An ever increasing number of college women are choosing to foot their steep tuition bills by hiring themselves out to “Sugar Daddies” who give them enough to cover tuition and living expenses.
According to MyFoxDetroit, there has been a 58 percent increase in the number of college coeds who signed up at SeekingArrangement.com, an online service that promises to unite those “seeking mutually beneficial relationships and mutually beneficial arrangements.” To date, college coeds make up nearly 40 percent of the site’s users.
SeekingArrangement told My Fox that the average co-ed “Sugar Baby receives approximately $3,000 a month in allowances and gifts from her Sugar Daddy, enough to cover tuition and living expenses at most schools.”
Georgia State University has the highest number of coed members, followed by New York University where nearly 300 women signed on last year. These schools are followed by Philadelphia’s Temple University, four universities in Florida including Florida State University, Penn State, Texas State and Kent State, to name a few.
And the phenomenon is not limited to the U.S. In the UK, students from the Universities of Cambridge, Nottingham, and Kent along with the London School of Economics are all boasting members on the site.
One of these members, Tina, 22, used the service to help her launch an acting career after graduation. She went on six dates before finding a “Sugar Daddy” that she was willing to date.
“I wasn’t going to sleep with anyone I didn’t like or fancy – that was a clear rule right from the start,” she told the Daily Mail.
She finally found the man she was seeking. “He was in his late forties and making several million a year working for one of the big hedge funds. He drove a Bentley, and took me to some amazing places including a perfect weekend at Raymond Blanc’s Manoir Aux Quat’Saisons.”
The couple went to Paris and Rome where she remembers sitting in front of the Trevi fountain on New Year’s Eve and thinking, “This is the life.”
The two split amicably after about six months.
While many say this is just another form of prostitution, the site’s founder, Brandon Wade, dismisses the idea.

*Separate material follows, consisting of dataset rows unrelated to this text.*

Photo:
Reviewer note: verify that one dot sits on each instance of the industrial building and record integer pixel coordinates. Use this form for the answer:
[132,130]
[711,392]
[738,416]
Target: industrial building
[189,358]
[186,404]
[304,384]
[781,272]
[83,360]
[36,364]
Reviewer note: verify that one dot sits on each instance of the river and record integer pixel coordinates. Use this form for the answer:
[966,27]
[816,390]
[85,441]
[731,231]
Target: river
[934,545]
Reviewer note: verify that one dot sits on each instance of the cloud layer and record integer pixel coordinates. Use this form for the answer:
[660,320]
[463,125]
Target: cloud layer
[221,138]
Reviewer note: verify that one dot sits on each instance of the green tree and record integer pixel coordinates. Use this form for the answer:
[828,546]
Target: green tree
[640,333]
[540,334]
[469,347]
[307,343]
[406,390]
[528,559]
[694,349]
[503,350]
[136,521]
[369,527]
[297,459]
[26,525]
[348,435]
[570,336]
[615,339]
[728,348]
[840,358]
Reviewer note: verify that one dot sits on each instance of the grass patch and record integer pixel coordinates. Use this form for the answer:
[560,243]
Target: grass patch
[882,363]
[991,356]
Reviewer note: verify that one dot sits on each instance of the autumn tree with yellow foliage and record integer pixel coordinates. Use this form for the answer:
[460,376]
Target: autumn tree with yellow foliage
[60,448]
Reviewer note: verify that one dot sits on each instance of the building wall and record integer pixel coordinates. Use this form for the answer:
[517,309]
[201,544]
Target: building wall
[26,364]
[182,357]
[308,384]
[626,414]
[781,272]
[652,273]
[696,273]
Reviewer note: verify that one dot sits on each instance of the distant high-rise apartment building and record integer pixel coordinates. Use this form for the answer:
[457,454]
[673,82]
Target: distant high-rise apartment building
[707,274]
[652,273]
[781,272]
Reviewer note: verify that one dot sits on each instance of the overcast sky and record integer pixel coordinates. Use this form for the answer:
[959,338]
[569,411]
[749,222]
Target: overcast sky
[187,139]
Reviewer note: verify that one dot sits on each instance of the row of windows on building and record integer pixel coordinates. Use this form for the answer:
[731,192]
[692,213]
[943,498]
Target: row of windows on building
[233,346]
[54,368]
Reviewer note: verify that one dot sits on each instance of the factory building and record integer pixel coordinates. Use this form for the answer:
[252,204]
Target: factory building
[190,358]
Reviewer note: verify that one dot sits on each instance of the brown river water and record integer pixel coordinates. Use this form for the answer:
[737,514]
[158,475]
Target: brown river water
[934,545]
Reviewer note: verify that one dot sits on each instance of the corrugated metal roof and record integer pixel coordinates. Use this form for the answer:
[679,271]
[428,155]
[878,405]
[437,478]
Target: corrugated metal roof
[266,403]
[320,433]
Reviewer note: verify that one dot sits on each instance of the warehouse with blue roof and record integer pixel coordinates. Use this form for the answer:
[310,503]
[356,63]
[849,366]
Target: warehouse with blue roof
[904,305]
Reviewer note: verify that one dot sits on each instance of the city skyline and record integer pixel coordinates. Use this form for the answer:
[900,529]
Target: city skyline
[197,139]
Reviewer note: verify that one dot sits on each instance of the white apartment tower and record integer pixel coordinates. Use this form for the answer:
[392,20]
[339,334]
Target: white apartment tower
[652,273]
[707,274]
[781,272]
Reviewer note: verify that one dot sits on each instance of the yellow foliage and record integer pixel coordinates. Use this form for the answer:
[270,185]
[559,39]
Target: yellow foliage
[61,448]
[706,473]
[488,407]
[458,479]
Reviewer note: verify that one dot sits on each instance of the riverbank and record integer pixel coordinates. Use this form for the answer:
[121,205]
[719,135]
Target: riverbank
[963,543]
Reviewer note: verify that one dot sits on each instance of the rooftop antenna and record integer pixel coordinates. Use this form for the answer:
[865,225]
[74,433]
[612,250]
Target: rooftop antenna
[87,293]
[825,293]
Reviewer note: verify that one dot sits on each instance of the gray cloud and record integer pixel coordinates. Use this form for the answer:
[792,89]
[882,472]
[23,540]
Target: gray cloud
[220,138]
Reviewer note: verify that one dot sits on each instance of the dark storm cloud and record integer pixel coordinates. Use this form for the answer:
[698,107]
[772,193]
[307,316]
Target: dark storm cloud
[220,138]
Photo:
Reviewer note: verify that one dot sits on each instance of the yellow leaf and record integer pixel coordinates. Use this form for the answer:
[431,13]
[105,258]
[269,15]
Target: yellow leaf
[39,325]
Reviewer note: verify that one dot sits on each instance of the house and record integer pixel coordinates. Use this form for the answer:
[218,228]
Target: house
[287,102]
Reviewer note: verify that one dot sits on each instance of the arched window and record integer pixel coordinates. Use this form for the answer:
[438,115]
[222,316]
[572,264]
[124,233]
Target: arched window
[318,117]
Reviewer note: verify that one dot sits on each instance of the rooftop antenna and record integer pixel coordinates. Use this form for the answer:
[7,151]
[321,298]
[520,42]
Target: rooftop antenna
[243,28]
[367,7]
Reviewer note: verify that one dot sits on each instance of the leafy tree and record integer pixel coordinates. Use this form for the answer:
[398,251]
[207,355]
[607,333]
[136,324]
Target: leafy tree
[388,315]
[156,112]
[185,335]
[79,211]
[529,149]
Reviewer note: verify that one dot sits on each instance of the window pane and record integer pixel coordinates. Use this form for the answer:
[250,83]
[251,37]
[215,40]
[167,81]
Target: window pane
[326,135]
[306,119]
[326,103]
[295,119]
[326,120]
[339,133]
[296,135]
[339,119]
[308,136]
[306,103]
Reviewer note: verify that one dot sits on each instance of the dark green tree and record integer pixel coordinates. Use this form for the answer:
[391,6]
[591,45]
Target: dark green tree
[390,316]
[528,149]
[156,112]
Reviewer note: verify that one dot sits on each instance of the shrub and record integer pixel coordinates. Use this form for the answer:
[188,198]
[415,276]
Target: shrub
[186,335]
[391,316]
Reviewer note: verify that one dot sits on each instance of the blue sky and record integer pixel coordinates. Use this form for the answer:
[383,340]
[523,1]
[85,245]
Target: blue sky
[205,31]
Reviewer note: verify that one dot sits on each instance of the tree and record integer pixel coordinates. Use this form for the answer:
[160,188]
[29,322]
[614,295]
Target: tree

“Calling women ‘prostitutes’ who want something more out of a relationship than just this abstract notion of love is a comment and a stigma that is born from pure jealousy,” Wade told GQ magazine.
“The truth is, in my opinion, love is a concept that’s been invented by poor people.”
“These people aren’t wealthy, they aren’t beautiful, they aren’t the cream of the crop – so what do they have? They have love. For everyone else there’s our website.”